To predict lymph node status more easily in the clinic, we generated a novel nomogram prediction model including four risk factors: histological grade, depth of invasion, age at diagnosis, and race (Fig. 2). High nomogram prediction scores indicate a high risk of LN+, and further consideration for therapeutic strategies on young CRC patients is needed. To evaluate the accuracy and clinical application potential, we introduced the C-index and DCA to analyse the training and validation sets [37, 38]. Our nomogram prediction model showed a close correspondence with the actual status of lymph nodes metastasis (Fig. 2b, c). However, as the C-index of nomogram prediction model was 0.633, larger cohort studies and further modification are needed and worth expectation. With benefits of directly application and no need for additional information collection, the DCA was widely used to evaluate the clinical prediction models [38, 39]. In the current study, nomogram prediction model exhibited the threshold of 0.4 in DCA method (Fig. 3), which meant the nomogram showed more net benefit for clinical prediction within high risk threshold of 0–0.4.Above all, our nomogram prediction model is a potentially useful tool to estimate lymph node status and prognosis in young patients with early-stage colon adenocarcinomas.
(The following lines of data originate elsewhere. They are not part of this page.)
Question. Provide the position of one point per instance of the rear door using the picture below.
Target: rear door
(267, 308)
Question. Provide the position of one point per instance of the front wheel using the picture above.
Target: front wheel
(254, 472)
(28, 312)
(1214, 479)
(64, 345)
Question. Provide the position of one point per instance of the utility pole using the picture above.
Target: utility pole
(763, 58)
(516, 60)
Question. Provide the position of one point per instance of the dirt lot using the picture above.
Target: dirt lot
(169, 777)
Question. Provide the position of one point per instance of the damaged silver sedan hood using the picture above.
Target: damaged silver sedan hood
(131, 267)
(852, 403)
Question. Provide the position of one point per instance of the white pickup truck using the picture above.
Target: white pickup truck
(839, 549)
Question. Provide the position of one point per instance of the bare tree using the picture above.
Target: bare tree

Given the complicated aetiological mechanism and aggressive biological behaviours of early-stage colon adenocarcinomas in young patients, more aggressive extend lymph nodes resection and multidisciplinary therapeutic strategies should be considered [28, 40, 41]. Sarli et al. demonstrates the number of examined lymph nodes decreased with increased CRC patient age [23]. Further, a cohort from Quan et al. indicates more lymph nodes were retrieved from surgical specimen than older patients [40]. Consistent with previous reports, in our study, young adult (age < 40 years) patients with early-stage colon adenocarcinomas shows high lymph node metastasis risks despite low T stages. Regional resections or endoscopic mucosal resections (EMRs) might not be sufficient, which could cause inadequate lymph nodes retrieval and increase the risk of local recurrence [12, 42, 43]. Although adjuvant chemotherapy provides significant survival benefit for high-risk Stage II (i.e. T4 tumors, high-grade histology, lymphovascular invasion and suboptimal margins) and Stage III patients with colon cancer [44-46], it’s still controversial on applying adjuvant chemotherapy for young patients with colon adenocarcinoma [46, 47], which indicates further investigation and clinical trials are still needed for young patients.

Limitations

Several limitations of our study should be noted. First, given that the SEER database is a nationwide program, several diagnostic criteria, such as histological grades and differentiation between rectosigmoidal and rectal cancers, and verification of tumour locations might be subjective, which could cause potential systematic bias. In addition, the detailed pathological data were limited in the SEER database. Several risk factors, such as lymphovascular invasion and tumor budding, which were associated with LN metastasis were lacking and needed further assessment to consist with our nomogram model. Besides, the details of family history of CRC from young patients were limited, which may cause bias in selection and prognostic prediction. Finally, the Harrell’s C-index of our nomogram prediction system is 0.633, which indicates our model needs larger cohort data for further validation and modification.

Conclusions

In conclusion, our study demonstrates that the risk of lymph node metastasis is increased in young (< 40 years) patients with early-stage colon adenocarcinomas. Therefore, more aggressive therapeutic strategies should be considered for young patients with colon adenocarcinomas. Especially for young patiens meet the criteria of EMR or ESD, which is relatively less invasive than surgery but could not detect enough regional lymph nodes, it might be not sufficient only apply EMR or ESD due to greater risk of LN+ than older patients with same T stage. We also generated a novel nomogram prediction model to assess lymph node metastasis. Given that the nomogram includes four potential risk factors, our nomogram model is accurate and convenient for clinical utilization.